Cluster Analysis View Basics

This post provides a suggested approach to using the basic cluster analysis method. It assumes you have a project open in Symphony.

The basic cluster analysis compares the text of all the comments against each other, then groups them according to similarities.

Perform Initial Analysis

    1. Open Cluster Analysis view.
    2. Set a filter on the content you want to analyze. If none of your content is coded, you don’t need a filter.
    3. For Analysis Method, ensure that “Compare comments with each other” is selected.
    4. For Minimum Cluster Size,  set the value to 1%-2% of the Comments in your analysis.
    5. Click the Refresh button on the main toolbar or press function key F5.When the analysis is complete, the suggested clusters will appear in the Cluster List on the Clusters tab.

Consolidate Clusters

With the basic cluster analysis, it is likely that you will have clusters where the underlying comments have a common theme. This will happen more with smaller settings for the Minimum Cluster Size and with higher values for the Multi-Theme Cutoff %.

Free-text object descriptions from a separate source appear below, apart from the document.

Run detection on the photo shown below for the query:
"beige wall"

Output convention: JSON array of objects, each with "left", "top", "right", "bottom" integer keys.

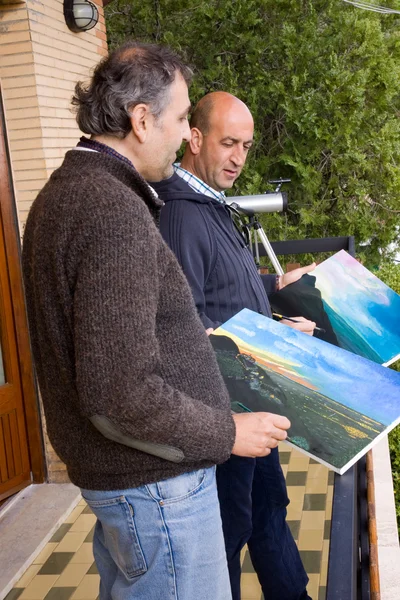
[
  {"left": 0, "top": 0, "right": 108, "bottom": 482},
  {"left": 0, "top": 0, "right": 107, "bottom": 230}
]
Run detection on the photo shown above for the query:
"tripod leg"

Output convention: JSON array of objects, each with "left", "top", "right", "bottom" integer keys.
[{"left": 255, "top": 224, "right": 284, "bottom": 275}]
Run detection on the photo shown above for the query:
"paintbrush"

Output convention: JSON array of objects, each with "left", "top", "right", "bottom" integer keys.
[{"left": 272, "top": 313, "right": 326, "bottom": 334}]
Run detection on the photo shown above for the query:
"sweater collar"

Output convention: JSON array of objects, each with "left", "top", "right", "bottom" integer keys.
[{"left": 65, "top": 149, "right": 164, "bottom": 214}]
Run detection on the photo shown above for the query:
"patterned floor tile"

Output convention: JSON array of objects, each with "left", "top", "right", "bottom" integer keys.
[
  {"left": 54, "top": 563, "right": 90, "bottom": 588},
  {"left": 9, "top": 446, "right": 333, "bottom": 600},
  {"left": 44, "top": 589, "right": 75, "bottom": 600},
  {"left": 49, "top": 524, "right": 72, "bottom": 543},
  {"left": 289, "top": 457, "right": 311, "bottom": 471},
  {"left": 87, "top": 563, "right": 98, "bottom": 575},
  {"left": 81, "top": 506, "right": 93, "bottom": 515},
  {"left": 241, "top": 551, "right": 255, "bottom": 573},
  {"left": 64, "top": 505, "right": 85, "bottom": 525},
  {"left": 70, "top": 575, "right": 100, "bottom": 599},
  {"left": 299, "top": 550, "right": 322, "bottom": 574},
  {"left": 38, "top": 552, "right": 74, "bottom": 575},
  {"left": 307, "top": 464, "right": 329, "bottom": 479},
  {"left": 84, "top": 528, "right": 95, "bottom": 543},
  {"left": 307, "top": 573, "right": 320, "bottom": 599},
  {"left": 286, "top": 471, "right": 308, "bottom": 486},
  {"left": 286, "top": 485, "right": 306, "bottom": 501},
  {"left": 324, "top": 520, "right": 331, "bottom": 540},
  {"left": 278, "top": 451, "right": 291, "bottom": 464},
  {"left": 286, "top": 500, "right": 305, "bottom": 521},
  {"left": 32, "top": 545, "right": 59, "bottom": 566},
  {"left": 19, "top": 575, "right": 59, "bottom": 599},
  {"left": 325, "top": 500, "right": 333, "bottom": 521},
  {"left": 287, "top": 519, "right": 301, "bottom": 540},
  {"left": 4, "top": 589, "right": 24, "bottom": 600},
  {"left": 69, "top": 515, "right": 97, "bottom": 534},
  {"left": 303, "top": 493, "right": 327, "bottom": 511},
  {"left": 301, "top": 510, "right": 326, "bottom": 531},
  {"left": 240, "top": 573, "right": 263, "bottom": 599},
  {"left": 298, "top": 528, "right": 324, "bottom": 551},
  {"left": 55, "top": 533, "right": 89, "bottom": 553},
  {"left": 14, "top": 566, "right": 42, "bottom": 589},
  {"left": 305, "top": 474, "right": 328, "bottom": 494},
  {"left": 70, "top": 544, "right": 94, "bottom": 565}
]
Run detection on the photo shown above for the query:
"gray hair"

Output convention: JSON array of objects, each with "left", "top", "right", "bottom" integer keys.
[
  {"left": 190, "top": 94, "right": 215, "bottom": 135},
  {"left": 72, "top": 41, "right": 192, "bottom": 139}
]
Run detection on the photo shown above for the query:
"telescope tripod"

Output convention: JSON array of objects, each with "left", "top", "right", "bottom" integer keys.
[
  {"left": 228, "top": 203, "right": 284, "bottom": 276},
  {"left": 229, "top": 178, "right": 290, "bottom": 276},
  {"left": 246, "top": 216, "right": 284, "bottom": 276}
]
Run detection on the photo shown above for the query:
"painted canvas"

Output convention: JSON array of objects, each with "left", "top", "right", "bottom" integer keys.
[
  {"left": 269, "top": 250, "right": 400, "bottom": 366},
  {"left": 310, "top": 250, "right": 400, "bottom": 365},
  {"left": 211, "top": 308, "right": 400, "bottom": 474}
]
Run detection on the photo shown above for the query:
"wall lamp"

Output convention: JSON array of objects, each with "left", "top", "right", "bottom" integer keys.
[{"left": 64, "top": 0, "right": 99, "bottom": 33}]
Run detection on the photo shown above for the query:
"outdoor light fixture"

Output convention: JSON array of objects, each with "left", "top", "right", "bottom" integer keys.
[{"left": 64, "top": 0, "right": 99, "bottom": 33}]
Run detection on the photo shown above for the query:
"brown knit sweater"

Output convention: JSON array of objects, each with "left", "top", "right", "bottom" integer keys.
[{"left": 22, "top": 150, "right": 236, "bottom": 490}]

  1. Locate two clusters where the names of the clusters are similar. (For example, in an employee engagement survey, you might have one titled “Good Teamwork” and another titled “We have an effective team environment”.)
  2. Click on the cluster you want to consolidate, then drag and drop it on the cluster you want to keep. The underlying comments will be moved into the remaining cluster.

Clean Up Clusters

Ultimately, you want each cluster that you are going to code to have only the comments in them that you want coded. Ideally, you also want each comment to contain only one theme, or at least you want to code it to as many themes as it contains. (Symphony allows you to code each comment to one theme but provides ways of duplicating comments so you can code them as many ways as you like. If you don’t like duplicating comments, you can either split them or see whether Tags are a solution.)

Remove Comments from Clusters

To find comments you don’t want in a cluster, the best place to start is at the bottom of the cluster. By default, the comments are organized in the clusters in descending score order, meaning the comments with the best fit appear at the top of the list. To remove a comment from the cluster, you simply highlight it and click the Remove From Cluster button directly above the comments list.

Split/Confirm Multi-theme Comments

Comments with multiple themes take a little more effort. For starters, they fall into two groups: those where Symphony “recognizes” more than one theme, and those where Symphony does not. You cal tell which ones Symphony believes have multiple themes by looking at the “Clusters” column. This is a count of clusters Symphony came up with for the comment. If your approach is to have copies of comments made (duplicates) for multi-theme comments, you don’t have to do anything with them; if you choose to code all of them, duplicates will be created. If however you don’t want to have duplicates created, you need either to split the comments, or make a decision that Symphony is wrong about the additional themes and ensure that the comment appears in only one cluster – in which case you remove it from the clusters as described above in “Remove Comments from Cluster”.

Alternatively, you can split the comment. You do this using the standard Split Comment capabilties. It is important to note that when you split a comment, the update to your content takes place right away. This is different from the cluster analysis itself, which doesn’t actually change your content; it merely displays the comments in the clusters. If you choose to split comments, it gives you an additional approach to cluster analysis. You can for example do nothing but split comments at this point, then  run the analysis again. The result will reflect the effects of split comments, in that the split will be evaluated separate from the text of the original comment.

Working from Comments Tab

So far what I’ve told you about cleaning up clusters has taken place on the Clusters tab, which consists of a list of clusters plus a second list that displays the comments contained in the highlighted cluster. The Comments tab contains the opposite: a list of all the clustered comments, plus a second list that displays the clusters in which the highlighted comment appears. That is, when you click on a comment, it shows you which cluster(s) it is in. The comments list here also includes a column called “Clusters”, which tells you how many clusters each comment appears in. So what’s useful is to click this column twice to get it in descending order so that the comments that appear in the most clusters rise to the top of the list.

Once the clustered comments list is sorted on Clusters, you can then compare individual comments — specifically those that are in more than one cluster — with the clusters they are assigned to and make the same decisions about them as you would have been making on the Clusters tab. That is: you can removed comments from clusters, you can split comments, or you can choose to leave them as-is.

To remove a comment from a cluster, you simply click the cluster entry in the Clusters list and click the Remove from Cluster button.

Coding the Data

Everything that’s been done so far has been with a singular goal in mind: code the data. By now, some portion of your comments are organized into clusters, and the quality of these clusters is near to — or better than — your standards. Whatever the case, the primary intent of Cluster Analyis view is to reduce the overall coding effort, thereby reducing costs and compressing the analysis timeline.

At it’s root, coding can be pretty simple: just highlight the clusters on the Clusters tab you want to code, then click the “Code Highlighted Clusters” button. This might be sufficient. Usually however, there are residual comments that have been allocated to more than one theme. If you were thorough in the “Clean Up Clusters” section above, the only places you will see this is where you agree with Symphony — that the multi-theme comments do in fact contain multiple themes. You now need to decide what to do about them.